Okay, wow that came out of nowhere. Okay enough blog therapy for today. So back to resolutions. I hereby resolve to stay organized and even clean. I could resolve to lose weight, but I'm just too tired to do workout videos after I get home from a 12-hour day. It does depress me to remember how thin and in shape I was when I went to Drake. I weighed 140 pounds and could run a mile without wheezing, gasping, or collapsing. I looked good in clothing and could turn guys' head when all dolled up. Jesus what the hell went wrong? Okay, I hereby also resolve to eat more healthy, not give in to emotional eating or hormonal cravings, and *gasp, cringe* exercise 3 times a weeks. I am adding the caveat that by exercising I mean doing one 8 minute Abs, Buns, Thighs, or Arms video.
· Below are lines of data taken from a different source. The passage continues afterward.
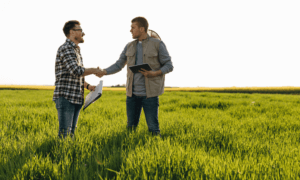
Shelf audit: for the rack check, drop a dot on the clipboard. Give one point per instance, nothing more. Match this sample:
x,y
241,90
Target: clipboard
x,y
93,95
136,68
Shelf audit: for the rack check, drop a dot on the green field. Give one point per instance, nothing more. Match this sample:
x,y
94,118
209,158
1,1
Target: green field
x,y
204,136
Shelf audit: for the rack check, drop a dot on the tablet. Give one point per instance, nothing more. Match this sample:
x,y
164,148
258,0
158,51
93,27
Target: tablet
x,y
136,68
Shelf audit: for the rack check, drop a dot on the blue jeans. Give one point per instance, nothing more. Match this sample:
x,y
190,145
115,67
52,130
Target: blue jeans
x,y
134,107
68,114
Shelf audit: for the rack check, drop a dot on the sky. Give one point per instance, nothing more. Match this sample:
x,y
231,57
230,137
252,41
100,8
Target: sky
x,y
215,43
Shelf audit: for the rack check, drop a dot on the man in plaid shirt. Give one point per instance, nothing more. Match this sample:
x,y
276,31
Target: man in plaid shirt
x,y
69,79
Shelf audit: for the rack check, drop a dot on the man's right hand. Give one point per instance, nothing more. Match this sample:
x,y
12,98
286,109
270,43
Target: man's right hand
x,y
100,72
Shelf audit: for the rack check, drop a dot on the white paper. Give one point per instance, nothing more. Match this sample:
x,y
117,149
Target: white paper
x,y
93,95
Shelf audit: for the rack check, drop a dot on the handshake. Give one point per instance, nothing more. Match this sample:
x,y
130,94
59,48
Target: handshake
x,y
100,72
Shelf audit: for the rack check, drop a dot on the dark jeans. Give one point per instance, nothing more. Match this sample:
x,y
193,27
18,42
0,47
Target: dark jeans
x,y
134,107
68,114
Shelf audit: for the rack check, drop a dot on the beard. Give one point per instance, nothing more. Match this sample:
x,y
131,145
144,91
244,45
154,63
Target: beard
x,y
80,39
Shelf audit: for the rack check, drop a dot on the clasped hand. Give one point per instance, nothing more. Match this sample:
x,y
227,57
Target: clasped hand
x,y
100,72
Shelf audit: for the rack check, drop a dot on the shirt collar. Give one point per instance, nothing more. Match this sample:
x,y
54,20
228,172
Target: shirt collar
x,y
137,41
72,43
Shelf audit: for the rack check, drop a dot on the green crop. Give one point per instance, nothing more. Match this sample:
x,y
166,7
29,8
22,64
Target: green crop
x,y
205,135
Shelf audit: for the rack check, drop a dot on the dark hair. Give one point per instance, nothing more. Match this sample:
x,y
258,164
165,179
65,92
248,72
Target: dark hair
x,y
141,22
69,25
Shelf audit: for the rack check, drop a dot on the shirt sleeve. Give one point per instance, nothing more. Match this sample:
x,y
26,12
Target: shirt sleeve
x,y
164,59
68,58
119,64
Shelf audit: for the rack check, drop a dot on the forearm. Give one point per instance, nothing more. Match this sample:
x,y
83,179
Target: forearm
x,y
85,84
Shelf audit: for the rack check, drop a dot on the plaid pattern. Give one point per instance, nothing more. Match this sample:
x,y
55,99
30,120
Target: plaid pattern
x,y
69,82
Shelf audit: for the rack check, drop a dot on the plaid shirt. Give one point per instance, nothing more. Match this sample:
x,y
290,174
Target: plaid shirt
x,y
69,82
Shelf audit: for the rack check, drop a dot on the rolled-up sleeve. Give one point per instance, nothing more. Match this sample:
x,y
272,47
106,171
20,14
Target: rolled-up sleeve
x,y
119,64
164,59
68,58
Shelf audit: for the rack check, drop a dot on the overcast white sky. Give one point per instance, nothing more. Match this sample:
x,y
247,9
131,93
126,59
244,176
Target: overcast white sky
x,y
215,43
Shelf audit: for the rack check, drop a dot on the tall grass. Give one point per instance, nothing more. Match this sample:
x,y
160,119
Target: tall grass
x,y
204,136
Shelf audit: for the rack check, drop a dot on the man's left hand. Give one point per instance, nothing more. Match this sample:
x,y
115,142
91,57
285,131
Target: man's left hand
x,y
148,74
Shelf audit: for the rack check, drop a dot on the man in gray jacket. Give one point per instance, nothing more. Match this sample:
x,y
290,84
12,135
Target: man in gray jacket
x,y
143,88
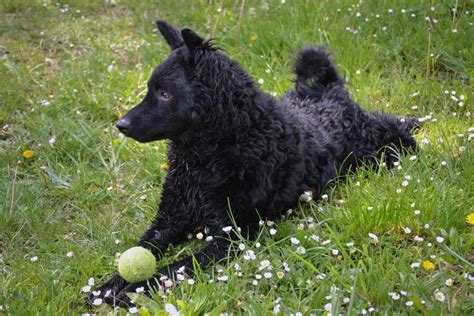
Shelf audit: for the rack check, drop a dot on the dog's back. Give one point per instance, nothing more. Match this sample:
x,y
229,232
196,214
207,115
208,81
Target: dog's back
x,y
326,109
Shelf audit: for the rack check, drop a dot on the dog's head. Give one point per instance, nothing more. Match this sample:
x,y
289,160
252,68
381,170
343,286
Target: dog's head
x,y
164,111
195,88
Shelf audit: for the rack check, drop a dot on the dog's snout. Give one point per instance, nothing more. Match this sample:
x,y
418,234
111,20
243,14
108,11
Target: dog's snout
x,y
123,125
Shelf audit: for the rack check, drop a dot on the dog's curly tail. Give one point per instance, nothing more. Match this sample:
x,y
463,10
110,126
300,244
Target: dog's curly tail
x,y
315,72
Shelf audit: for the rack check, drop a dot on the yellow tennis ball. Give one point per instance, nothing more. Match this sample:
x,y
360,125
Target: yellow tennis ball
x,y
137,264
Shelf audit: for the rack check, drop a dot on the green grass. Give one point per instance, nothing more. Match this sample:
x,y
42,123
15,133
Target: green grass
x,y
70,71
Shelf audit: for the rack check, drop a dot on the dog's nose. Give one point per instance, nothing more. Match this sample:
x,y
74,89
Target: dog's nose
x,y
123,125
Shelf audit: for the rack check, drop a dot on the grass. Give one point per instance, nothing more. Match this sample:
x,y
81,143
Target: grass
x,y
70,70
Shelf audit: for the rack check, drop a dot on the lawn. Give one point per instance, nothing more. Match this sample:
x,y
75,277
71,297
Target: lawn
x,y
75,193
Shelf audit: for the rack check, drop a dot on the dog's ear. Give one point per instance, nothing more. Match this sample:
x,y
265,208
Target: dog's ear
x,y
191,39
171,35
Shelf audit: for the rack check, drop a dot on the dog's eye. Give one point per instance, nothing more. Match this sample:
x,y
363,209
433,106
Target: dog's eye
x,y
164,95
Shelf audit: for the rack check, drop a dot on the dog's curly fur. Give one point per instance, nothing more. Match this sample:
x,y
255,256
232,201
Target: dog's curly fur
x,y
234,147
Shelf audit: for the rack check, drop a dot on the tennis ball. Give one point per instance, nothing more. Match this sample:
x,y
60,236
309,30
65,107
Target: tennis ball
x,y
137,264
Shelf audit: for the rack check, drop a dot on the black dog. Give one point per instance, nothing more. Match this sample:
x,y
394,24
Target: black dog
x,y
233,147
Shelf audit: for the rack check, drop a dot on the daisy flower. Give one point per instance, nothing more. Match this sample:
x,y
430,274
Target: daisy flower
x,y
439,296
300,250
428,265
28,154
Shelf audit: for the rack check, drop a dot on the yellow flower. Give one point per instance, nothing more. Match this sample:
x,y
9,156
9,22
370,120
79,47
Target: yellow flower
x,y
27,154
470,219
428,265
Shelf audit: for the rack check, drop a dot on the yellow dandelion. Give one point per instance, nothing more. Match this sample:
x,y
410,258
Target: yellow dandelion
x,y
470,219
28,154
428,265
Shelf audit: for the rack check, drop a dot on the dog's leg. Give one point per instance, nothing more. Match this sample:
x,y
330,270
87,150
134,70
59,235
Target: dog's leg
x,y
157,238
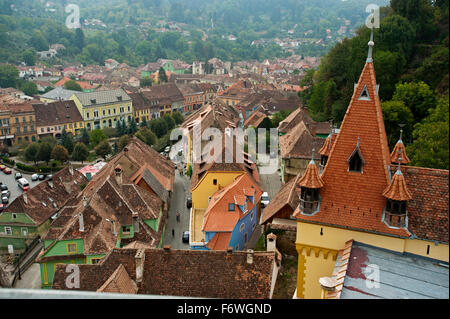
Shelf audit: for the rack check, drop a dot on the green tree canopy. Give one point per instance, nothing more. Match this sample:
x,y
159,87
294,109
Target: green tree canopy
x,y
96,137
60,153
31,152
103,149
80,152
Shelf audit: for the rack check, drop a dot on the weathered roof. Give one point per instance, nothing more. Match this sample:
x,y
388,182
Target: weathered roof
x,y
397,189
190,273
299,143
399,276
42,201
103,97
59,93
217,216
119,282
311,178
352,199
61,112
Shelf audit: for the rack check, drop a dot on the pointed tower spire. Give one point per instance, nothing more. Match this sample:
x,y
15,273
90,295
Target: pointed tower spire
x,y
371,44
399,151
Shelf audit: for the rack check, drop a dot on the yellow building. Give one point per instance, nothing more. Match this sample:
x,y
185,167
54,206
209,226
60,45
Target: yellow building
x,y
53,118
104,108
362,196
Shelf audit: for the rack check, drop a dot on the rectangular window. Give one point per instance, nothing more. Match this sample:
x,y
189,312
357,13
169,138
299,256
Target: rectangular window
x,y
71,248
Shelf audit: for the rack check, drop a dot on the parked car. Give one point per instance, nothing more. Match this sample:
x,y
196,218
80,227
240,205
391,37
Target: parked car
x,y
189,203
265,199
6,193
23,184
186,237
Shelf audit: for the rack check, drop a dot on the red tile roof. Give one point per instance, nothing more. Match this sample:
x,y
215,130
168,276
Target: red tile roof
x,y
397,189
217,216
311,178
399,152
352,199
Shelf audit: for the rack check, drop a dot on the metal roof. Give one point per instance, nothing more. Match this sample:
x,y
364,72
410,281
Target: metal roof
x,y
400,276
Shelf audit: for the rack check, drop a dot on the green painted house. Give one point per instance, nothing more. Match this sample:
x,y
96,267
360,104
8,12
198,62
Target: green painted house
x,y
116,209
30,214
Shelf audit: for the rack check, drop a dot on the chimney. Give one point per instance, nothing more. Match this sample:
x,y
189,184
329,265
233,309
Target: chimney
x,y
68,187
327,284
249,256
271,242
81,221
139,259
118,171
135,222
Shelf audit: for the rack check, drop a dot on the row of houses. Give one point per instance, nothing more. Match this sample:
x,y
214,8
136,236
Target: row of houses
x,y
61,109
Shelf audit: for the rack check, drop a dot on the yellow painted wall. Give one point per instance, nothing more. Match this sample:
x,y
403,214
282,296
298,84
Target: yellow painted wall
x,y
324,238
100,109
206,188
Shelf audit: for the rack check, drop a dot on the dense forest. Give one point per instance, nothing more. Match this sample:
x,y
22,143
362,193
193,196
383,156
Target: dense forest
x,y
411,57
30,26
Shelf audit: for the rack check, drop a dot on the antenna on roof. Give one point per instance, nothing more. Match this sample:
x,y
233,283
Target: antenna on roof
x,y
371,44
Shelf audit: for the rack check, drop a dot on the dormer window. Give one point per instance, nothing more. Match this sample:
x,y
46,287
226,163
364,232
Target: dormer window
x,y
364,95
395,214
356,160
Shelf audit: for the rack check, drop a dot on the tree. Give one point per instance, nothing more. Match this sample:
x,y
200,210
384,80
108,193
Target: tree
x,y
169,121
395,113
45,152
123,141
31,153
103,149
159,127
132,127
9,75
177,117
60,153
29,57
96,137
84,137
67,141
162,75
80,152
145,82
146,136
72,85
29,88
418,97
430,146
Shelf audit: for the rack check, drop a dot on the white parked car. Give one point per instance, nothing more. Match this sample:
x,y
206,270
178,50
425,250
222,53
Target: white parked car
x,y
265,199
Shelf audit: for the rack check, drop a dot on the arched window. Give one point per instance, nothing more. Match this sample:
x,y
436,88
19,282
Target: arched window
x,y
355,162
Okay that is enough life altering decisions for one day. Now that I've bared my soul and resolutions all of you have to do the same.
3 Comments:
Yeah, we chose to love you ;) And it was pretty much the best time I've ever had cleaning :)
-remember my card? My "You've been the best teacher ever" card?
I think I said something along the lines of: getting involved in your students lives, being one of our best friends, being an ear to listen to and shoulder to cry on, not to mention a wonderful mentor....
Mrs. Arch, I only got to know you for one year. And in that one year, you were by far the best teacher I've ever had. Trying to explain what you did for me in a tiny comment window seems so futile.
-if you still have it, dig out my Thank You card.
I do still have your thank you card. :-) Thanks for reminding me that even when we don't want to see the good it is still there.